Batié is a town and municipality in the Hauts Plateaux Division in western Cameroon. It is located at latitude 5.283333 and longitude 10.28333. Batié is known for its association football club Sable FC, the "San San Boys", named after the sand production in this mountainous region. The climate in Batié is very mild. The rainy season typically lasts from March through October. The dry season begins in November and goes into March of the following year.

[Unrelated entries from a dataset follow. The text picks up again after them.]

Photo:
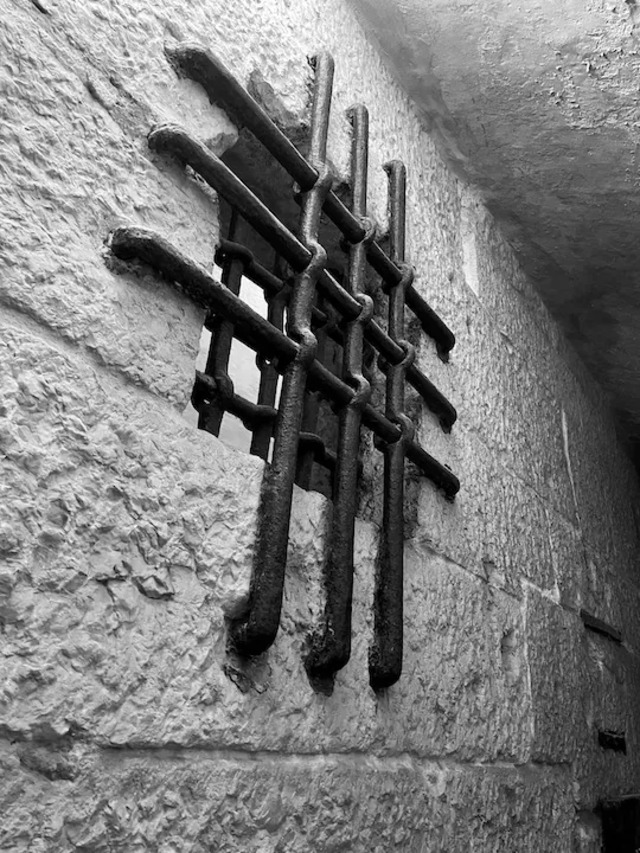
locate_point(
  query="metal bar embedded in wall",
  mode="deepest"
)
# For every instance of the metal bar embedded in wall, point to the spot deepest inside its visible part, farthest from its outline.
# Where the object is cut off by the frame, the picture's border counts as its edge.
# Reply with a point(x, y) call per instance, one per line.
point(385, 659)
point(174, 140)
point(258, 334)
point(256, 630)
point(332, 648)
point(199, 64)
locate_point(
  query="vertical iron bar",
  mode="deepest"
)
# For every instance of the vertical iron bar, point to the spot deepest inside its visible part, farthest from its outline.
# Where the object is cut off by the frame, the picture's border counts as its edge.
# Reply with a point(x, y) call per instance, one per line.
point(306, 454)
point(331, 651)
point(268, 391)
point(217, 366)
point(385, 659)
point(256, 630)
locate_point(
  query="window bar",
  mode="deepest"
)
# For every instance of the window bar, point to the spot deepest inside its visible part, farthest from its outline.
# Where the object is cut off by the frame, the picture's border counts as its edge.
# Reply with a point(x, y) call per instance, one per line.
point(217, 367)
point(257, 333)
point(310, 441)
point(255, 631)
point(332, 649)
point(200, 65)
point(267, 393)
point(385, 659)
point(174, 140)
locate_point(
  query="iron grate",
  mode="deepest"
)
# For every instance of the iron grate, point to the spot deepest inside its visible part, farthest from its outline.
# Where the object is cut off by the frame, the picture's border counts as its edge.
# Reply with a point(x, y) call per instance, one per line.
point(346, 315)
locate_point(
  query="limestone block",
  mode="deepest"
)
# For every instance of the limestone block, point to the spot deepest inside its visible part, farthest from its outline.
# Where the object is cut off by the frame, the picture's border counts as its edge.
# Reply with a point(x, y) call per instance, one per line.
point(610, 691)
point(176, 801)
point(552, 654)
point(500, 397)
point(71, 174)
point(568, 559)
point(464, 690)
point(496, 526)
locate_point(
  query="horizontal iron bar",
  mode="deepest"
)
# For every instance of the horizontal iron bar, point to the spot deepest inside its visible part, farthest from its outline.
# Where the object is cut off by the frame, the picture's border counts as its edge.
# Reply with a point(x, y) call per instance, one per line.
point(223, 89)
point(257, 333)
point(251, 414)
point(615, 741)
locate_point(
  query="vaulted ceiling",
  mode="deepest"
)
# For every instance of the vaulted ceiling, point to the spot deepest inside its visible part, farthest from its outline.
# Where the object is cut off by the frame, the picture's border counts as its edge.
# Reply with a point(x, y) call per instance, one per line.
point(538, 104)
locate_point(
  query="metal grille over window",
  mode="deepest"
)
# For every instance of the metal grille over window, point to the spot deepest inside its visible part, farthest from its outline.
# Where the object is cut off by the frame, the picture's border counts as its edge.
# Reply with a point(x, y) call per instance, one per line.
point(309, 311)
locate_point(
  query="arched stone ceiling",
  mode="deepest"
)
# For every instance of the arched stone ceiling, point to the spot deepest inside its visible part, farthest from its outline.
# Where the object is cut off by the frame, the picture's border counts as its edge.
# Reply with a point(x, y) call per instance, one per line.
point(538, 103)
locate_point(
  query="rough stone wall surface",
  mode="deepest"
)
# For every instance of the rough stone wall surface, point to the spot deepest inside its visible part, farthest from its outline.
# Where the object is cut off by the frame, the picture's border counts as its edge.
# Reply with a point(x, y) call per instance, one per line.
point(126, 535)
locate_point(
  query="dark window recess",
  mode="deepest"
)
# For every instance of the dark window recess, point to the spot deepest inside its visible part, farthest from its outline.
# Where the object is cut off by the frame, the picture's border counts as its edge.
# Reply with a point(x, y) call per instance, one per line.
point(592, 623)
point(320, 336)
point(614, 741)
point(620, 825)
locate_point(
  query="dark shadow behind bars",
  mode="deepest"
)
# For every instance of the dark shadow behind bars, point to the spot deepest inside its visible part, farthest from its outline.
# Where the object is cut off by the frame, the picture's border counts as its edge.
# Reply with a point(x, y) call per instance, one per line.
point(294, 354)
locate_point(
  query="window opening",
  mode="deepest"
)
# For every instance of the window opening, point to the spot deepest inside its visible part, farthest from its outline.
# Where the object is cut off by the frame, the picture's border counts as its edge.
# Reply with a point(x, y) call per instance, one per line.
point(321, 347)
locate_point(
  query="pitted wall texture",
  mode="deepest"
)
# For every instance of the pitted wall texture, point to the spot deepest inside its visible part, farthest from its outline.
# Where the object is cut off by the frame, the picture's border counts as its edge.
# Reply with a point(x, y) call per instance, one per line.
point(126, 535)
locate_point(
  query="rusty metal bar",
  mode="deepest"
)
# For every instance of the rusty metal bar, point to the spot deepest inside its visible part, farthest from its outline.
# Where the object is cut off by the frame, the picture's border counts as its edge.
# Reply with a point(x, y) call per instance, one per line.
point(256, 630)
point(258, 334)
point(252, 415)
point(385, 658)
point(332, 649)
point(210, 413)
point(199, 64)
point(267, 392)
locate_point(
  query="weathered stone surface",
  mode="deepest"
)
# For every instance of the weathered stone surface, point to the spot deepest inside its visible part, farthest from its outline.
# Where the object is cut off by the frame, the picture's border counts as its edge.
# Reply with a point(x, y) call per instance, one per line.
point(552, 656)
point(497, 526)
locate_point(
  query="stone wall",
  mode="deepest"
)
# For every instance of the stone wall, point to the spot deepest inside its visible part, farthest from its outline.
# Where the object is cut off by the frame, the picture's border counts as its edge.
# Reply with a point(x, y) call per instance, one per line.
point(126, 534)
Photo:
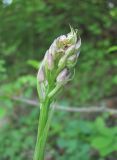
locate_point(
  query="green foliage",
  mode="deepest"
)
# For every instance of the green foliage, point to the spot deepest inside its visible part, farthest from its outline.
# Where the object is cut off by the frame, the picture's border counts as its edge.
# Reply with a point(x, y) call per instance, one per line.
point(28, 28)
point(105, 140)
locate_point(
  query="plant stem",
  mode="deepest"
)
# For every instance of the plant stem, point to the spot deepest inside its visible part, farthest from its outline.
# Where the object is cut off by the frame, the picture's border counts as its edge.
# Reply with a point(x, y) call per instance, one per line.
point(42, 130)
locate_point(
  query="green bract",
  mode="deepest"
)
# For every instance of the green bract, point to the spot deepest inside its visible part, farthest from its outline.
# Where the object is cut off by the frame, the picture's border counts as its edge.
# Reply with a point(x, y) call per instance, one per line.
point(62, 54)
point(56, 69)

The closest major city is the provincial capital of the West province, Bafoussam. The village is located on one of the few paved roads (N5) in Cameroon. This two-lane highway connects Bafoussam, to the economic capital of Cameroon, Douala. The N5 cuts across the village and forms two areas of congregation. One is the carrefour and the other is le marché. Le marché is the local market that follows the traditional calendar and occurs every 8 days.

== Transportation ==
Since Batié is located on a paved road, travelling to neighbouring villages is relatively easy. Below is a list of prices via local transportation and the time that it would take. (c. 2010 prices)

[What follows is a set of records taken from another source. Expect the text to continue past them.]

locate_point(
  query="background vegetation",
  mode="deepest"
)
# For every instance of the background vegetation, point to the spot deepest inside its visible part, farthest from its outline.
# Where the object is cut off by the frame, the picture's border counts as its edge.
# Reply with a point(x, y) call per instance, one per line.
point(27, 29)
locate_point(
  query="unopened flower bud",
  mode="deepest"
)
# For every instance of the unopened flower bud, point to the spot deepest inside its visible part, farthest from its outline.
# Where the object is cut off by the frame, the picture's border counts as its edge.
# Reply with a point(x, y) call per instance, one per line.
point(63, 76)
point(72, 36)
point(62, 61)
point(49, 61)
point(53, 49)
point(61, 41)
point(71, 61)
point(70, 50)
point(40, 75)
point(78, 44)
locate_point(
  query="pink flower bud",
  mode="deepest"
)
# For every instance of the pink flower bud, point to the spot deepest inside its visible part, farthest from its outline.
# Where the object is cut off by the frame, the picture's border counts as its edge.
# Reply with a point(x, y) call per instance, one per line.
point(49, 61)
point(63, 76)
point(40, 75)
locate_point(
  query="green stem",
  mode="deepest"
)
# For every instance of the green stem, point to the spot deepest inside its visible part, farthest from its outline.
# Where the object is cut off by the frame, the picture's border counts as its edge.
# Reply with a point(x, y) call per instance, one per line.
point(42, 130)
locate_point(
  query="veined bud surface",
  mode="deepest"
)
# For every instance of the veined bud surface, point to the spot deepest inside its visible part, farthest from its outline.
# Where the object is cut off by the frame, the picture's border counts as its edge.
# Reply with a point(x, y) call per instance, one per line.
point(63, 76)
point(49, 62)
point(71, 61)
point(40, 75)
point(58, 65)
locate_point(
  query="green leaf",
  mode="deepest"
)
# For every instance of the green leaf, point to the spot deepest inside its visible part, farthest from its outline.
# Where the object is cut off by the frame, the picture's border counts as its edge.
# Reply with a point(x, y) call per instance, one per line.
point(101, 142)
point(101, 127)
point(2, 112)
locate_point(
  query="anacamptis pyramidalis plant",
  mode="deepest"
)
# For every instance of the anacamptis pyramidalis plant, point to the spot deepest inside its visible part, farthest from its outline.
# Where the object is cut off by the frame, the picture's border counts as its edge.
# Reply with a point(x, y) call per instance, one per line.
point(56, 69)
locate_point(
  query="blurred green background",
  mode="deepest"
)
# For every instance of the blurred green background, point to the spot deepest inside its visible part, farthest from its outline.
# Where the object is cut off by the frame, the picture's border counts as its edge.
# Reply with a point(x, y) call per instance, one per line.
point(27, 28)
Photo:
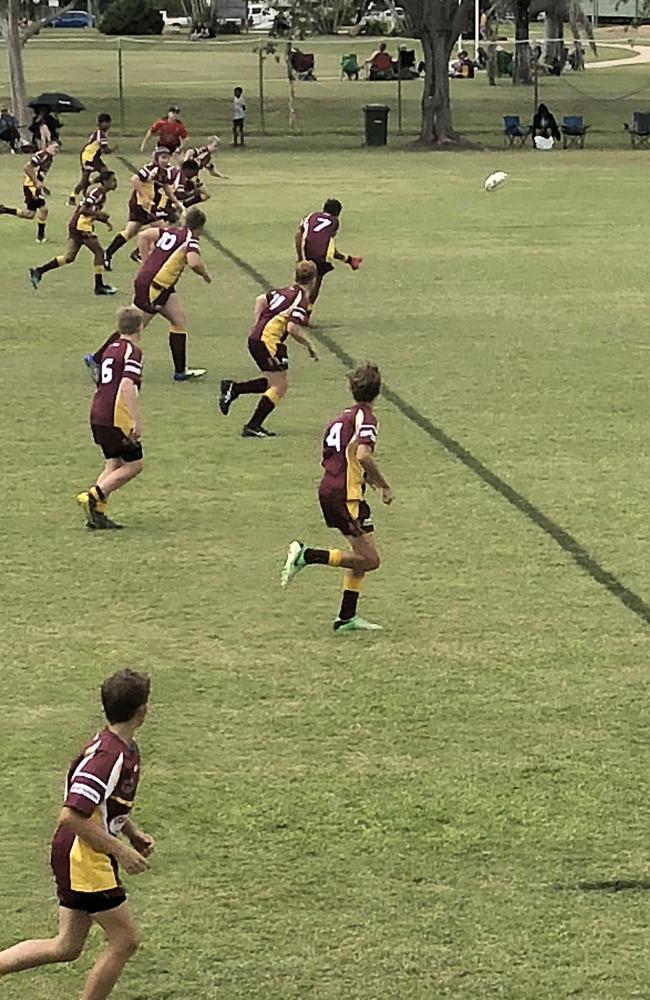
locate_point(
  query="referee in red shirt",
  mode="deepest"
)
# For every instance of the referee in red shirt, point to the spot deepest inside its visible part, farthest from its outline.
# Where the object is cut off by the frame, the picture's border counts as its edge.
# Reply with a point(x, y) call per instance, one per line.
point(169, 132)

- Batié - Baham: 15 min in a taxi (400CFA)
- Batié – Bamenjou: 20 min on a moto (700CFA)
- Batié - Bafoussam: 30 min in a taxi (600CFA)
- Bafoussam – Bagangté: an hour in a taxi (500CFA)
- Bafoussam – Dschang: an hour in a taxi (500CFA)
- Bafoussam – Bamenda: 90 min in a taxi (1200CFA)
- Bafoussam – Foumbot: 30 min in a taxi (600CFA)
- Bafoussam – Foumban: 45 min in taxi (800CFA)
- Bafoussam – Yaoundé: 5 hours in bus, (4500CFA)

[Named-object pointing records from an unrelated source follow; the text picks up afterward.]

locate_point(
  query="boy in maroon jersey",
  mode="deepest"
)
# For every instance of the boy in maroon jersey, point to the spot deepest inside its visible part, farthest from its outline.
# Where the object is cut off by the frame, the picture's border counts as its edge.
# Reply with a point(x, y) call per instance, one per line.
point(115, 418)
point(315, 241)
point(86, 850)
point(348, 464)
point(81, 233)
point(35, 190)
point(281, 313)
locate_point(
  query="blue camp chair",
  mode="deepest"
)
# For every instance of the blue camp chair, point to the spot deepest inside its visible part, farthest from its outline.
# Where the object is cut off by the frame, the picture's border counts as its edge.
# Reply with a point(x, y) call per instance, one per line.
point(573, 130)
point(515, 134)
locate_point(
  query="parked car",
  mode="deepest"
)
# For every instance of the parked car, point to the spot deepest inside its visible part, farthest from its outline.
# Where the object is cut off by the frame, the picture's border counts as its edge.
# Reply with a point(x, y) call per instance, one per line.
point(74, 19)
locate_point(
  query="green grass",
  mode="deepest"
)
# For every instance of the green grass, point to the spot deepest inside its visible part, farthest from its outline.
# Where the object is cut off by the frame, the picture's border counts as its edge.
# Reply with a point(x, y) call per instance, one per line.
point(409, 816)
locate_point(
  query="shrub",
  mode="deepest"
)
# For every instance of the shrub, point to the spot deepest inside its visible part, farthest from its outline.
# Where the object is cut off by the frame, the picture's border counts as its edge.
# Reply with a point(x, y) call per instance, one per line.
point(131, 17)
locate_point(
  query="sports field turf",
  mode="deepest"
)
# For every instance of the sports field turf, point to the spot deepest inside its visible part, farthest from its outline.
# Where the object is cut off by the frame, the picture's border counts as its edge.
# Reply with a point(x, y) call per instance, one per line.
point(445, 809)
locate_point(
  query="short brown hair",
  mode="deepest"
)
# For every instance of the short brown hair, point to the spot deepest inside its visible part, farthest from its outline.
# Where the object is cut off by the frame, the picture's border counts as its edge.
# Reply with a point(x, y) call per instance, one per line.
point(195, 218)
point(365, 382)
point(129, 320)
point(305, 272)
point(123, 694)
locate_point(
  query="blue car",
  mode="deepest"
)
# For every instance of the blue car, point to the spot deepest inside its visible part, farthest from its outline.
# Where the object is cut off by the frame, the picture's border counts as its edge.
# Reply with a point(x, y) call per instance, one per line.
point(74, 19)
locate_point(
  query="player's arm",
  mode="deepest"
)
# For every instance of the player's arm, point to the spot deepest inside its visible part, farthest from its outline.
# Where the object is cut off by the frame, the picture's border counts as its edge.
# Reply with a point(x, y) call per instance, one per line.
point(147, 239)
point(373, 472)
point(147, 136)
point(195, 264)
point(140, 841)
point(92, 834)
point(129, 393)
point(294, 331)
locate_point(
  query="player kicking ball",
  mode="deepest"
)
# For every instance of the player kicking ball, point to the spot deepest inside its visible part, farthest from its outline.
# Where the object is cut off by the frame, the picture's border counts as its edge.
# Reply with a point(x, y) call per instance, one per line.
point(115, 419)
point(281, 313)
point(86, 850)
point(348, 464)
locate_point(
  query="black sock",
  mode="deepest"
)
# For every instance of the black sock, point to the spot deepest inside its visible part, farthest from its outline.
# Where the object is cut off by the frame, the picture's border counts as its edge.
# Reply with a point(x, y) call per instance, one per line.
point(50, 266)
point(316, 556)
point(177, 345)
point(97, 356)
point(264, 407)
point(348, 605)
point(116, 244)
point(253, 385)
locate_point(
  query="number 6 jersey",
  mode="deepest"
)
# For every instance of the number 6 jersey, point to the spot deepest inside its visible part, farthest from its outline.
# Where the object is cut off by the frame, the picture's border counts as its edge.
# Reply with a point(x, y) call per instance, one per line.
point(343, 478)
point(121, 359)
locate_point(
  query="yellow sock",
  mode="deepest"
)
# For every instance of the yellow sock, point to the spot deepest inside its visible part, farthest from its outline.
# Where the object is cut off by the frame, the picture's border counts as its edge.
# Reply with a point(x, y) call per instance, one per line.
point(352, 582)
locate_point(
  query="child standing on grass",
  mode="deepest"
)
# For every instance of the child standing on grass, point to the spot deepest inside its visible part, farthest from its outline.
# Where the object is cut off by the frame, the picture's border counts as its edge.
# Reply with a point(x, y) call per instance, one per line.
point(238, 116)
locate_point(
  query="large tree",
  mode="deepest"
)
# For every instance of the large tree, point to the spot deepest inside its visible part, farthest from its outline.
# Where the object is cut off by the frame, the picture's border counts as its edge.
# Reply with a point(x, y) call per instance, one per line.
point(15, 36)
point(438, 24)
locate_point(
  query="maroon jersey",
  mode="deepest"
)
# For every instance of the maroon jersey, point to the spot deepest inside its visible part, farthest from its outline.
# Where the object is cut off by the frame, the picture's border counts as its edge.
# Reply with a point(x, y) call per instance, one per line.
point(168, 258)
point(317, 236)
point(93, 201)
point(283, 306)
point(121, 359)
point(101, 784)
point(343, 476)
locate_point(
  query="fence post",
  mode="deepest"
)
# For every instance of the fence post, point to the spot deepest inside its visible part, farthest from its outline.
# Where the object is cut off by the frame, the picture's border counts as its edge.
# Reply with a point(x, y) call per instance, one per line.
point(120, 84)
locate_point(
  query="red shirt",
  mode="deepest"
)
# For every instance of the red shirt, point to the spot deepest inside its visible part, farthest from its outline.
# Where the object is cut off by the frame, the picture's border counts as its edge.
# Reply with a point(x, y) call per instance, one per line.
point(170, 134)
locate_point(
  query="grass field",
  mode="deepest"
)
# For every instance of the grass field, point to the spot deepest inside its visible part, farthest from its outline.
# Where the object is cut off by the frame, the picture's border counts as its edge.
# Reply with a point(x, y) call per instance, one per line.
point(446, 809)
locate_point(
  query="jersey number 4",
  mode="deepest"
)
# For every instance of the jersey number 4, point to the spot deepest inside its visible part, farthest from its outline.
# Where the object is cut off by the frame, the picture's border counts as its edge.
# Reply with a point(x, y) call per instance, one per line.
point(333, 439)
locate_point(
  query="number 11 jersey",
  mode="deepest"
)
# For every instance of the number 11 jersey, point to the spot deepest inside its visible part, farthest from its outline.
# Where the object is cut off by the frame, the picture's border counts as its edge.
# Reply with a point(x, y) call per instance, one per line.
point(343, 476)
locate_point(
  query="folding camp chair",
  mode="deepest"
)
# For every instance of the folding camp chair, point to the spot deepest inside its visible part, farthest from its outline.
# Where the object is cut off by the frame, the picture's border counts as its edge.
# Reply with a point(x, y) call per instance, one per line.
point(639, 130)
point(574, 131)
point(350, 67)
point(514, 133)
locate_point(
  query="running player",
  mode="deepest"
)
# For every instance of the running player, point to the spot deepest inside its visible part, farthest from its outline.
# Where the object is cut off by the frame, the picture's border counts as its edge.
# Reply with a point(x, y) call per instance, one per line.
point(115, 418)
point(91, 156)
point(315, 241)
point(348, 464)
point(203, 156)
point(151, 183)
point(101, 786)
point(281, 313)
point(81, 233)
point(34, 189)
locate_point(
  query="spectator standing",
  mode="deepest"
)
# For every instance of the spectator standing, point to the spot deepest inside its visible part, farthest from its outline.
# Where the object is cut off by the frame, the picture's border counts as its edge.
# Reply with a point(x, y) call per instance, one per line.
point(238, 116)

The taxi described here is a typical "bush taxi" where up to 8 people would ride in a 4-person sedan from one to two decades ago.

== Peace Corps ==
Peace Corps Cameroon had a training center in Batié in the 1980s, and has had a series of volunteers in the community. Round II: Cameroon chronicles a Small Enterprise Development volunteer in Batié from 2008–2010.

==Notable people==
- Francis Ngannou, professional boxer and mixed martial artist, former UFC Heavyweight Champion
- Noelle Kenmoe, renowned movie actress and producer

== AEDEBA ==
By the law n ° 90-53 of December 19, 1990, relating to the freedom of association, a non-political nonprofit association called "ASSOCIATION OF ELITE FOR THE SUPPORT TO THE DEVELOPMENT OF BATIE" (French: “ASSOCIATION DES ÉLITES POUR APPUI AU DÉVELOPPEMENT DE BATIE” abbreviated "AEADEBA") was created.

Considering the resolution adopted at the Congress of May 26, 2018 setting new directions for its actions, the AEDEBA is now the Association of Elites for Development Support Batié (French: l'Association des Elites pour Appui au Développement de Batié, abbreviated AEDEBA).